Marijuana Chocolate Chip Cookies
They are very delicious with a slow cool reaction ?????!
- 3/4 Cannabutter
- 2 Large Eggs
- 1 Cup packed dark Brown Sugar
- 1/2 cup White Sugar
- 1 Tablespoon Vanilla Extract
- 2 1/4 Cups All-Purpose Flour
- 3/4 Teaspoon Baking Soda
- 1/2 Teaspoon Fine Salt
- 1 Bag (12 oz) Semisweet or Dark Chocolate Chips
- Option 1 Cup Walnuts, Chopped or 1/2 Cup Pretzels, crushed
Preheat the oven to 375 degrees F
Grease to cookie sheets with normal butter or line them with parchment paper. If you only have 1 baking sheet let it cool down completely before using it for second batch.

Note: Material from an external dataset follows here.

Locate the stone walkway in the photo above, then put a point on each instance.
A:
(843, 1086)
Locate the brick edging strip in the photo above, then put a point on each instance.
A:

In a small saucepan, melt the cannabutter and then allow it to cool down slightly. Alternatively place the butter in a microwave safe bowl and heat it in burst of 30 seconds or until butter is completely melted.
Place the eggs Brown and White Sugar, and Vanilla in a Large bowl. Add melted butter and Whisk until the contents are smooth.
Then in a separate bowl, whisk the flour, baking soda and salt. Once the dry ingredients are incorporated, slowly stir the dry ingredients in with the wet ingredients. Do not over mix.
Pour in Chocolate Chips and other optional ingredients.
Scoop out about 1/4 cup cookie dough for each cookie and jump onto the prepared pans. Ensure there are 2-3 inches between each Marijuana Cookie.
Bake cookies for 12- 16 minutes. Cookies baked for shorter periods of time will be chewier while cookies baked longer will be cruncher. Wait for the pan to cool for a few minutes before transferring them to a rack to cooling.
Store the cookies in a sealed container. They should last for at least 5 days or until eating up.